The experimental result as shown in
In conclusion, the method according the present invention is a highly efficient data-driven text-to-pronunciation conversion model. It comprises a process for searching grapheme-phoneme segments and a three-stage process of text-to-pronunciation conversion. With the proposed chunk marking, the present invention greatly reduces the search space on the associate phoneme graph, thereby efficiently enhances the search speed for the candidate chunk sequences. The method of the present invention keeps a high word-accuracy as well as saves a lot of computing time. The method of the present invention is applicable to the audio-related products for mobile information appliances.

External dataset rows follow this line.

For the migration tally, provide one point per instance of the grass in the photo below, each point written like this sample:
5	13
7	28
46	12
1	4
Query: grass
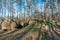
28	38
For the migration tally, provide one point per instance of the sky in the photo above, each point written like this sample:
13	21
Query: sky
39	3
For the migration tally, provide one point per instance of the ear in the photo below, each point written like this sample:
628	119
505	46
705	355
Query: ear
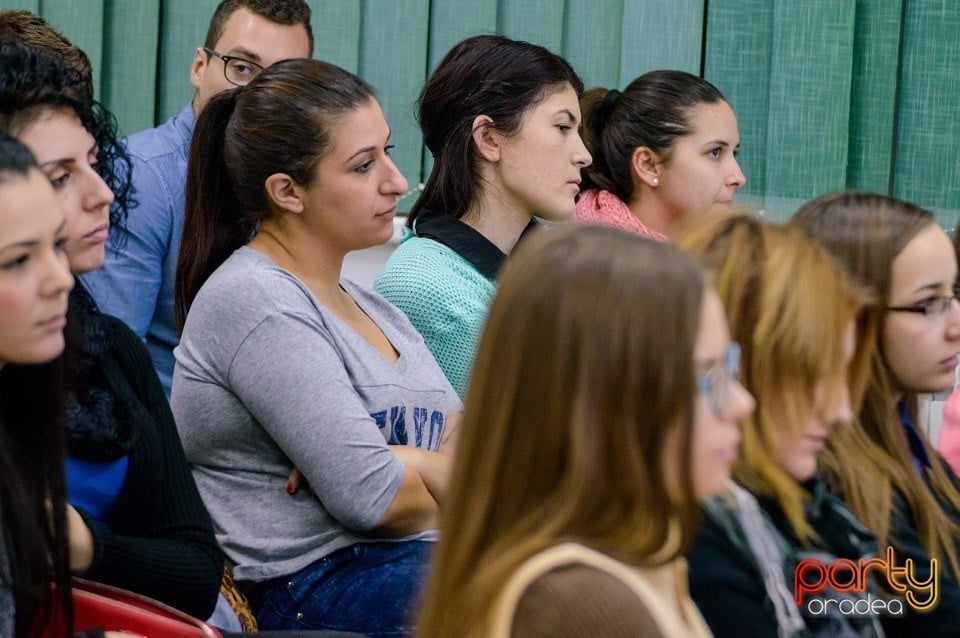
284	193
197	67
646	166
486	139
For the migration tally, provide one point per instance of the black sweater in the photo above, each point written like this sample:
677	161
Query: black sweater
158	540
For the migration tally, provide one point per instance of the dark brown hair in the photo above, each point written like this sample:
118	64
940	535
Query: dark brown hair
653	111
484	75
584	370
286	12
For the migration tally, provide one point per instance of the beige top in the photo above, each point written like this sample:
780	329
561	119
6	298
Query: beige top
661	590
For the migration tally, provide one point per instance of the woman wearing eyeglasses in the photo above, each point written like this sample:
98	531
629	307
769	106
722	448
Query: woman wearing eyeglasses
793	311
588	440
894	480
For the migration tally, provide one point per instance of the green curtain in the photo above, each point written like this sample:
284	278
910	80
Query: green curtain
829	94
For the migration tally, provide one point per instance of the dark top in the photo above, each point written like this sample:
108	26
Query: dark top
157	540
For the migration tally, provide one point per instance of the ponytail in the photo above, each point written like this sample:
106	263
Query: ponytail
213	225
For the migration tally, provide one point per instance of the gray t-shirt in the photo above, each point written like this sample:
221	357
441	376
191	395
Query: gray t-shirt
267	379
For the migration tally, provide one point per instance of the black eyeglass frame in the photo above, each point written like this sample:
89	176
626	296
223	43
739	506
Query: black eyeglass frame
226	63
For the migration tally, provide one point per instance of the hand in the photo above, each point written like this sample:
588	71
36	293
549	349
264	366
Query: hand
80	541
451	433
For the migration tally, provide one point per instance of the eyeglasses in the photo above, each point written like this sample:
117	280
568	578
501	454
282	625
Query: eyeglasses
717	380
930	307
238	71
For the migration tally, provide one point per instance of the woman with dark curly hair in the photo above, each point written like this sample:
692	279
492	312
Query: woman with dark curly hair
135	518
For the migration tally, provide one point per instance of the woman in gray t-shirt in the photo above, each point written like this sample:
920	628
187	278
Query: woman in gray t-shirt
283	365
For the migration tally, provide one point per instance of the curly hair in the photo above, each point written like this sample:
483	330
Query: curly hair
33	80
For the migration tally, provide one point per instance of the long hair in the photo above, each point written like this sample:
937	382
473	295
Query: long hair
279	123
866	232
32	492
789	303
35	78
584	368
483	75
653	111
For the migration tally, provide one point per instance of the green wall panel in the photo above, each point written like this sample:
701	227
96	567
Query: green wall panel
808	123
928	129
874	94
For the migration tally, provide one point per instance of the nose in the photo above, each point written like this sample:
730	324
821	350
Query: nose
742	403
737	178
96	194
581	156
394	182
56	279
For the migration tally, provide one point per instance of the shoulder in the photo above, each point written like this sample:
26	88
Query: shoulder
578	600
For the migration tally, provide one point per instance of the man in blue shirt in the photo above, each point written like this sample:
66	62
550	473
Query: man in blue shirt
136	282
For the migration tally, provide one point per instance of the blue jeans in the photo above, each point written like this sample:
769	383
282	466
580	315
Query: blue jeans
368	588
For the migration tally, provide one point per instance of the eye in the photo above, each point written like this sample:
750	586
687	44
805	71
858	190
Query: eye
16	263
59	180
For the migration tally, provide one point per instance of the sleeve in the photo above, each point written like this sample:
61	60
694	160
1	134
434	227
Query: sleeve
128	285
575	601
449	318
942	620
164	549
290	375
725	587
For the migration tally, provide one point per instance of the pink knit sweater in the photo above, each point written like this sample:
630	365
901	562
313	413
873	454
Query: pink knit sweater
604	208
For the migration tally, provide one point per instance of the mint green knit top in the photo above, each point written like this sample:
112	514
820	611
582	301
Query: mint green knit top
445	297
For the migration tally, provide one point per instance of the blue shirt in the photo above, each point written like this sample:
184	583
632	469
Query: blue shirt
136	281
94	486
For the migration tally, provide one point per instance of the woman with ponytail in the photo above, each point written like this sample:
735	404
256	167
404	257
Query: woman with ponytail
284	367
663	151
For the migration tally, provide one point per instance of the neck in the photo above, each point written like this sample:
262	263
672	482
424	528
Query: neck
295	249
649	211
497	221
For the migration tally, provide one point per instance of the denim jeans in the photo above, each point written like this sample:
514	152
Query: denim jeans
368	588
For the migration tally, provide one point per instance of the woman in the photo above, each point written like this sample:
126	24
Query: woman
306	370
136	519
501	119
34	284
587	441
905	493
664	150
793	309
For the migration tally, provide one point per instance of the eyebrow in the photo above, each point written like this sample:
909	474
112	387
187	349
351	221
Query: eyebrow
241	52
366	149
69	160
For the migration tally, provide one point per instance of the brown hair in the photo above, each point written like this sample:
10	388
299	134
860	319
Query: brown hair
584	368
866	232
789	303
286	12
653	111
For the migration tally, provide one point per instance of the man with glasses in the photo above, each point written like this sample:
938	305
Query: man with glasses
136	282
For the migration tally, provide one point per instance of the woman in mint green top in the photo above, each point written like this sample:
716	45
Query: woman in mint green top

Although the present invention has been described with reference to the preferred embodiments, it will be understood that the invention is not limited to the details described thereof. Various substitutions and modifications have been suggested in the foregoing description, and others will occur to those of ordinary skill in the art. Therefore, all such substitutions and modifications are intended to be embraced within the scope of the invention as defined in the appended claims.